IM‐based and EDP‐based decision models for the verification of the seismic collapse safety of buildings

Abstract

SummaryDecision models for the verification of seismic collapse safety of buildings are introduced. The derivations are based on the concept of the acceptable (target) annual probability of collapse, whereas the decision making involves comparisons between seismic demand and capacity, which is familiar to engineering practitioners. Seismic demand, which corresponds to the design seismic action associated with a selected return period, can be expressed either in terms of an intensity measure (IM) or an engineering demand parameter (EDP). Seismic capacity, on the other hand, is defined by dividing the near‐collapse limit‐state IM or EDP by an appropriate risk‐targeted safety factor (γim or γedp), which is the only safety factor used in the proposed decision model. Consequently, the seismic performance assessment of a building should be based on the best possible estimate.
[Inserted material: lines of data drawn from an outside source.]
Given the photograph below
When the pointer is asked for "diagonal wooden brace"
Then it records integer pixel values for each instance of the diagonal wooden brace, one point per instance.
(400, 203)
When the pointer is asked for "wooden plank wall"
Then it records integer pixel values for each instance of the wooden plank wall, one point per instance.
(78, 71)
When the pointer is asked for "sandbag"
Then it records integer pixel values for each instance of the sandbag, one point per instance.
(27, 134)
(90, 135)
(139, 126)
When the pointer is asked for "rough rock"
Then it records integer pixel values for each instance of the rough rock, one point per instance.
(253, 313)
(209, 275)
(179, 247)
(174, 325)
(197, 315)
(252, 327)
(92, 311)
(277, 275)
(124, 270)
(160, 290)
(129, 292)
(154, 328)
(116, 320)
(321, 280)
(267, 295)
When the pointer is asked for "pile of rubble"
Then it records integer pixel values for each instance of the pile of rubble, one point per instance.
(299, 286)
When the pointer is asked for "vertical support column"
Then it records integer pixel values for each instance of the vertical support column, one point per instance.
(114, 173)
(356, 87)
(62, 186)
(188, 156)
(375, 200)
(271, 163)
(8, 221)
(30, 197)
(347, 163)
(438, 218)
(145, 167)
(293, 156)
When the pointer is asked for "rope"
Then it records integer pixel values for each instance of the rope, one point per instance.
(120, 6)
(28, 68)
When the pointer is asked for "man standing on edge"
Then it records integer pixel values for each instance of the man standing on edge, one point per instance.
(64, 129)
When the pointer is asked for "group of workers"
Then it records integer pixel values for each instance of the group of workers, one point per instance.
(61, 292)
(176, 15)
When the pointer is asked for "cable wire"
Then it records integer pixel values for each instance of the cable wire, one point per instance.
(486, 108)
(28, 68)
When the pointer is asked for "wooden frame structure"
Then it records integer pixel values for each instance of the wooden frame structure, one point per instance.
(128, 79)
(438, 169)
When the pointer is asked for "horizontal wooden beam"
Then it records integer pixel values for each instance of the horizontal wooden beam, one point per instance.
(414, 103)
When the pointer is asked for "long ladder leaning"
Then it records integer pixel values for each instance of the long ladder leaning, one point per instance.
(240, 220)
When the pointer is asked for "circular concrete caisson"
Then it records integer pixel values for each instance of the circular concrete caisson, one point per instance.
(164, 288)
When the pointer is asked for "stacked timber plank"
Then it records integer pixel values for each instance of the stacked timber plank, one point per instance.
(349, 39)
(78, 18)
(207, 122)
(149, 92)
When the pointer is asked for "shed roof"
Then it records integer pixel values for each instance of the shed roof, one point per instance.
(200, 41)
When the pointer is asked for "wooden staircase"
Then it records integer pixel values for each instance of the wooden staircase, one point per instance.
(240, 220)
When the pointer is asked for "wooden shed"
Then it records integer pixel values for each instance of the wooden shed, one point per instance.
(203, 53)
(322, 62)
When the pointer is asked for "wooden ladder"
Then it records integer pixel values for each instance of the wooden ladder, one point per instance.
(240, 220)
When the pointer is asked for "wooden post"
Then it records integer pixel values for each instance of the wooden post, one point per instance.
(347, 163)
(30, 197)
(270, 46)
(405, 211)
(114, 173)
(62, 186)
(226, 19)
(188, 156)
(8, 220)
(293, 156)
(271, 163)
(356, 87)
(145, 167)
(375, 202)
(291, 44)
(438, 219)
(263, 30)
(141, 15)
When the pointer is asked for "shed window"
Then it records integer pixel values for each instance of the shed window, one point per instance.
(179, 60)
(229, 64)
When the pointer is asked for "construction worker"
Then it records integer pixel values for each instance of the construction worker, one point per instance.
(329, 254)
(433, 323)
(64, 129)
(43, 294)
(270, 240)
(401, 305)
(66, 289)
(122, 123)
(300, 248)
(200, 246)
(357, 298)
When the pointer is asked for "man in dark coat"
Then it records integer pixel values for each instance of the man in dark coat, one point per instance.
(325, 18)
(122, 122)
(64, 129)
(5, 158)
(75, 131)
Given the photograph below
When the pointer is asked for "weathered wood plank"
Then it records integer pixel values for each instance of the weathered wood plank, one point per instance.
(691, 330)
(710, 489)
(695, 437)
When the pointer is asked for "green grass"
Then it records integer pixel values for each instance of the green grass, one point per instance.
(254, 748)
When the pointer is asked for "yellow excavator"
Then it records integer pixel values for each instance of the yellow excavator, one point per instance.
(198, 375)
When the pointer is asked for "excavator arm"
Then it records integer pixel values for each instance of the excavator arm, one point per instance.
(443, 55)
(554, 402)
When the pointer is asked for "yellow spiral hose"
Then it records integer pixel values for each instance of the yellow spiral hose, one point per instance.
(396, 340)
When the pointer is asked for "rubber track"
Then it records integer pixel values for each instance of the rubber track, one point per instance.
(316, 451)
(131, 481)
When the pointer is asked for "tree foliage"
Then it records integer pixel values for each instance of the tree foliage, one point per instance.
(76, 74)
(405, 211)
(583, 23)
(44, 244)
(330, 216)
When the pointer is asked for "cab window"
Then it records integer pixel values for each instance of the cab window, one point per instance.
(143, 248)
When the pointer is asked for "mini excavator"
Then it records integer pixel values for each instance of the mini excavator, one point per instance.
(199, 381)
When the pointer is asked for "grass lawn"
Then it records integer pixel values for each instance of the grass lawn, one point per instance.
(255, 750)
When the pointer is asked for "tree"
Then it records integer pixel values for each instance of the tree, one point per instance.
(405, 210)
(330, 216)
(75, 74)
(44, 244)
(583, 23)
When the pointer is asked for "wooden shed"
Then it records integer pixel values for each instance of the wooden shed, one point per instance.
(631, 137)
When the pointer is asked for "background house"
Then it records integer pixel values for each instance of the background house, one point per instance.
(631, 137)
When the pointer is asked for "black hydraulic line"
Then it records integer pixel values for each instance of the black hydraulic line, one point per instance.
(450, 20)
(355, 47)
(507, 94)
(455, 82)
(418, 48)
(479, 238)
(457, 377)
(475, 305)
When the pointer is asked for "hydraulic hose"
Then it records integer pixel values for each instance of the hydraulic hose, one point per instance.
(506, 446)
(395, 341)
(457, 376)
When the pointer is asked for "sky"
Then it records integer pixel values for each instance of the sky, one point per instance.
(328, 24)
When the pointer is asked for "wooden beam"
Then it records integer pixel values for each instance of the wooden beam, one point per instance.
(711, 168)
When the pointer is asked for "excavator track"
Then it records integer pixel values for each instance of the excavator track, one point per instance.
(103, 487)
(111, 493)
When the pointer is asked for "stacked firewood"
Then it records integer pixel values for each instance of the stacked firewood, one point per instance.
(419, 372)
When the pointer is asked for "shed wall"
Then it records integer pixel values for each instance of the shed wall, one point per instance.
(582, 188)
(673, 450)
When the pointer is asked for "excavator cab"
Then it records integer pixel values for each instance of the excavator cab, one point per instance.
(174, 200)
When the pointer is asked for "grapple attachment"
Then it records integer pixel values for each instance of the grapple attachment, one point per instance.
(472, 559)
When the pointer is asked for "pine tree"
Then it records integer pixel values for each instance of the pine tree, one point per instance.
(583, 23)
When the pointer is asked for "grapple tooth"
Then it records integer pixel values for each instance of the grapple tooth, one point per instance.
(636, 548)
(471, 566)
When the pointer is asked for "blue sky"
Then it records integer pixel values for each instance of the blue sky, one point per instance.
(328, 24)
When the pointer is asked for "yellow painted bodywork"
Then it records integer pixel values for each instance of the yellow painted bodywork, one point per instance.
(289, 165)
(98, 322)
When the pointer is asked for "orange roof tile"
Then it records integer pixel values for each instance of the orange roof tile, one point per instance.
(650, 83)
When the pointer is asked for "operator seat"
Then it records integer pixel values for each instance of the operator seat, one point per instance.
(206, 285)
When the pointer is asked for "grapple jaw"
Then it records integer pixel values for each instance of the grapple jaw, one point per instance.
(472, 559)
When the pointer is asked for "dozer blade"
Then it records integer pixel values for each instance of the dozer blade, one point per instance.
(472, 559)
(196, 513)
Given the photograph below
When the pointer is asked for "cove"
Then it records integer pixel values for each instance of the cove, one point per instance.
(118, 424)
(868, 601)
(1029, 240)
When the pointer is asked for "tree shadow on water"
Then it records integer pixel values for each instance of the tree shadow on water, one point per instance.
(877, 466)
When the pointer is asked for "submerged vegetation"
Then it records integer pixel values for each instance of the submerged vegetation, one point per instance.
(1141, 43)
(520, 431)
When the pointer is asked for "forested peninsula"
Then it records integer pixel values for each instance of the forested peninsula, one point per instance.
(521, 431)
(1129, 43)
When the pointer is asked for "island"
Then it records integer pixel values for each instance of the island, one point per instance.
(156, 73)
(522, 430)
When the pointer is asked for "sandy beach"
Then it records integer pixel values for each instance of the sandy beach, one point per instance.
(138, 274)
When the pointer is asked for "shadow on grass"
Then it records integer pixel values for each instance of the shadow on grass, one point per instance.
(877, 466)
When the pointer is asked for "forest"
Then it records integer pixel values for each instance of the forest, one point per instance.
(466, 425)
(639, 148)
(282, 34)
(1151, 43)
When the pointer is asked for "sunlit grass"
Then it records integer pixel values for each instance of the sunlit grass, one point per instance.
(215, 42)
For a case study, it is shown that if the target collapse risk is set to 10−4 (0.5% over a period of 50 years), and if the seismic demand corresponds to a return period of 475 years (10% over a period of 50 years), then it can be demonstrated that γim is approximately equal to 2.5 for very stiff buildings, whereas for buildings with long periods the value of γim can increase up to a value of approximately 5. The model using γedp is equal to that using γim only if it can be assumed that displacements, with consideration of nonlinear behavior, are equal to displacements from linear elastic analysis.